Rethinking church planting

The Great Commission commands us to teach the nations (disciple all nations). But what does scripture mean by "nation".

It's always good to question the meanings of words we find in scripture - they are translated from another language after all, and sometimes for the flow of a passage a word rather than a descriptive phrase is given as a translation, to keep the translation from sounding awkward. Sometimes another word is given just to prevent it from sounding "weird" - for instance, baptism is a transliteration rather than a translation, it actually means "burial" or dipping.

Others, like the word "nation", is generally first thought of in other meanings, and thus often a bad word for the translation, but remains due to tradition or other reasons. The Greek word translated "nation" most commonly from Matthew 28:19 is the same word that we get the word "ethnic" from. It is actually a word that can translated "people-group" or "culture" or "subculture". And perhaps the latter choice is more appropriate in today's world in order to convey the original meaning to modern readers.

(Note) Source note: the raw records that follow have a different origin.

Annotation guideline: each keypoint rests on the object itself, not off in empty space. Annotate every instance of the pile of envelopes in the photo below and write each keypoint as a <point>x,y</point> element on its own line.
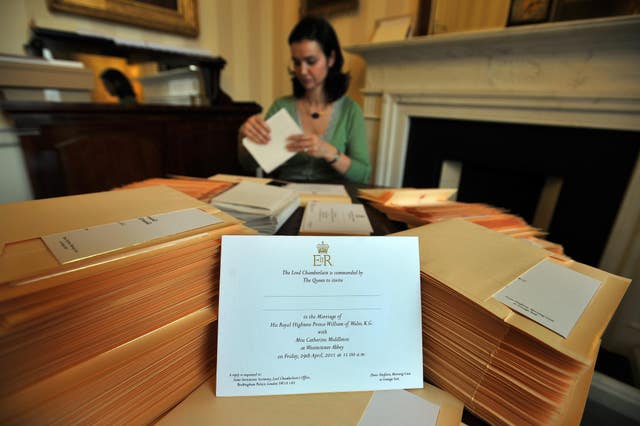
<point>505,368</point>
<point>202,189</point>
<point>417,207</point>
<point>119,336</point>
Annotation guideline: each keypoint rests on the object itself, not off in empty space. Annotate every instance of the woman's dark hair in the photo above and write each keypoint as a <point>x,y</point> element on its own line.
<point>119,82</point>
<point>321,31</point>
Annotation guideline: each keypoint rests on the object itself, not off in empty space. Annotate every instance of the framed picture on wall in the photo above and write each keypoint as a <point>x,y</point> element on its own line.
<point>326,7</point>
<point>392,29</point>
<point>529,11</point>
<point>174,16</point>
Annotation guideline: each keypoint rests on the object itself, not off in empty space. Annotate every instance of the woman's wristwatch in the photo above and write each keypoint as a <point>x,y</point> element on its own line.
<point>336,158</point>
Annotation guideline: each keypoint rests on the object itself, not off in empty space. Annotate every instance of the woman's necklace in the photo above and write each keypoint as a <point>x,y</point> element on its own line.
<point>316,114</point>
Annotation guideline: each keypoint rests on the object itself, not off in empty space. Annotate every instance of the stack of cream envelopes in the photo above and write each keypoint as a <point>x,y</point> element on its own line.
<point>319,409</point>
<point>108,302</point>
<point>321,218</point>
<point>505,366</point>
<point>264,208</point>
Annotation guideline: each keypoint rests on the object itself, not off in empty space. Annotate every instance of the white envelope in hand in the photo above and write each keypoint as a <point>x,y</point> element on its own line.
<point>274,153</point>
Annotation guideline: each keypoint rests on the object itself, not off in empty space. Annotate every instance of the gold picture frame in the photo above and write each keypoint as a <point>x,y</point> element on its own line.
<point>175,16</point>
<point>327,7</point>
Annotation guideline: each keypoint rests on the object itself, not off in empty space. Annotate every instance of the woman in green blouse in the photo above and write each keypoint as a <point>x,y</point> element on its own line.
<point>334,143</point>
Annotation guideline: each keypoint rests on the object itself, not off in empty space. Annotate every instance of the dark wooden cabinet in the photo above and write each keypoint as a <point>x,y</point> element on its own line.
<point>79,148</point>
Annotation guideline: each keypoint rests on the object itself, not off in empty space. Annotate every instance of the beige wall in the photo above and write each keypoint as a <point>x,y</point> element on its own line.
<point>251,35</point>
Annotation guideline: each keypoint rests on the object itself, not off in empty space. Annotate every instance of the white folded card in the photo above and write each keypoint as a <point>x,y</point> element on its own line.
<point>82,243</point>
<point>335,218</point>
<point>327,189</point>
<point>274,153</point>
<point>399,407</point>
<point>318,314</point>
<point>254,198</point>
<point>550,294</point>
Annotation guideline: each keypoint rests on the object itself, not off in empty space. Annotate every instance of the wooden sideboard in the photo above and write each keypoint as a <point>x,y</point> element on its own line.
<point>75,148</point>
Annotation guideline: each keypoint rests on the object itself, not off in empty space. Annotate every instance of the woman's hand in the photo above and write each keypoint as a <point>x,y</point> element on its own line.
<point>256,129</point>
<point>311,145</point>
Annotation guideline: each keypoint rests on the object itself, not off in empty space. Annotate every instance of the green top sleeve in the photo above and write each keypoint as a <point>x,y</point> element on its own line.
<point>352,133</point>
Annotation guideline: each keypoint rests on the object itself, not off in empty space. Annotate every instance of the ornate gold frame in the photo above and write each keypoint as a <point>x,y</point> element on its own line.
<point>183,20</point>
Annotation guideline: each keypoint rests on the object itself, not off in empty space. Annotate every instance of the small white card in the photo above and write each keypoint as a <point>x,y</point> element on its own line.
<point>318,189</point>
<point>399,407</point>
<point>318,314</point>
<point>550,294</point>
<point>274,153</point>
<point>82,243</point>
<point>335,218</point>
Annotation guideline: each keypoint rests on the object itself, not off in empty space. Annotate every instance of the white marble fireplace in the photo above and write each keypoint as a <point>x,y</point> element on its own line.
<point>576,73</point>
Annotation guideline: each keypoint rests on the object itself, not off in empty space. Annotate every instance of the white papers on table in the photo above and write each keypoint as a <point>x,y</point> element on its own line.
<point>310,314</point>
<point>273,154</point>
<point>328,193</point>
<point>326,189</point>
<point>551,295</point>
<point>263,207</point>
<point>335,219</point>
<point>399,407</point>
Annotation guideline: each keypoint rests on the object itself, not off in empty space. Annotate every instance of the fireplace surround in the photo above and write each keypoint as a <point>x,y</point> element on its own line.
<point>575,74</point>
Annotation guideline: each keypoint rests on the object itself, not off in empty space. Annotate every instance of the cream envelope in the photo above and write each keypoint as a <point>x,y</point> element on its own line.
<point>476,262</point>
<point>23,253</point>
<point>344,408</point>
<point>132,373</point>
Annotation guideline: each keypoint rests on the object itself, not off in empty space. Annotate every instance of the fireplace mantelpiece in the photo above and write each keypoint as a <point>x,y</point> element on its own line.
<point>575,73</point>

Thinking in these lines, imagine what it means to modern missionology. Today's society with its lack of unifying elements has splintered to thousands of subcultures, all spurned on by hundreds of entertainment options many catering to smaller and smaller niches, with the internet spurring even smaller subcultures. According to the new book The Rabbit and the Elephant: Why Small Is the New Big for Today's Church by Tony and Felicity Dale and George Barna, the University of Texas (Austin) consists of over 1000 subcultures - over a thousand little "nations", meaning each averages less than 50 members.

I see two ramifications of such a view of "nation" - first, mission work becomes as much a domestic issue as one for overseas. Taking the case of the University of Texas and extrapolating to the whole of the United States, that could mean between that the US is a "nation" of hundreds of thousands to millions of "nations". Reaching those little subcultures is a herculean task without God, and forces us to rethink missions.

Second of all, think of the size that means to the average "church". To reach each of those little nations at the University of Texas, for most you are talking at reaching populations less than 50 each, and its easy to see that many would be less than 20. To form churches within those "nations", most churches are going to have a max possible size of less than 50.

God's call is not to make a nations of disciples, but rather make disciples of nations. Yet most mission techniques and approaches we have inherited from previous generations are in effect requiring us to take on the near impossible task of making nations of disciples to reach every nation. These approaches that involve making churches that support vast infrastructures involving paid pastors, etc invariable require us to pull disciples out of nations to form a new nation, to change their culture.

Would it not be better to redeem these cultures, to form churches within them, training up these smaller churches to reach those cultures close to them and forming other small churches within those cultures? Would it not be better missionology to think small? To make disciples within new cultures, and leave them in those cultures to make other disciples?

I think it would. But I still wonder what it would look like in detail and what it means to me to think this way.